I grew up reading Stewart Edward White and Dan Beard; Teddy and Kermit Roosevelt -- Earnest Hemingway, James Fenimore Cooper. Men who had skill with and knowledge of firearms. I read books on the outdoor life and woodcraft by the mysterious "Deep River Jim" and countless others. I learned to shoot and handle a rifle safely at age 11 in summer camp in the Michigan woods. I still have 20 acres on an island in Michigan where neighbors are few, far away and Ojibway and you hear coyotes at night and you feel better knowing you can fire a few times without reloading, even though odds are you'll never have to. I still remember.

Old men live in a world of memories. Old men like to remember. Today, if you show me an image of a classic Stevens Favorite rifle I think of campfires and log cabins and fishing reels; cedar and canvas canoes, that old Sears Roebuck bolt action .22 I carried down the Flambeau wrapped in canvas. day-long walks through the wooded hills along the Galena river with my flintlock rifle, thinking of Daniel Boone. I smell autumn smoke, hear trout streams; the simple pleasure of knocking over tin cans at a hundred yards.
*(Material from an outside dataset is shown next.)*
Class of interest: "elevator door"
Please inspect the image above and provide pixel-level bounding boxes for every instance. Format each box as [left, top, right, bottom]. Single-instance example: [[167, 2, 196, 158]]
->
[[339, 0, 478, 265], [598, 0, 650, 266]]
Show that 'boy's rifle' to any number of people and their thoughts will turn to murder, fear, danger, suspicion, distrust, demands that scary things be taken away and people locked up. Is that my fault for showing them scary things and am I the one with the problems? Sure, there is a paranoid right that is terrified of the 'Liberal' Anti-Santa Obaminator going up the chimney with the family AK, but it's no less delusional than insisting I'm really likely to spontaneously transmogrify into Charles Manson the second and so can't be trusted with that extra box of ammunition or that .22 Ruger target pistol with that 10 round magazine (murderer's special, no doubt.)



The Chicago Tribune used, every autumn for a hundred years, to reprint a nostalgic page about an old man and his grandson looking at hayricks at sunset and dreaming of teepees and campfires and things no longer there. They stopped a few years ago, since such things don't mean anything to the kind of people who read the paper any more and of course it used the word Indian which is offensive according to people who are not Indians and burning leaves in autumn is dangerous and produces pollution and the grandfather is smoking tobacco -- and so best to turn on the iPod and move on in perfect safety toward out brave, new, safe and odorless world.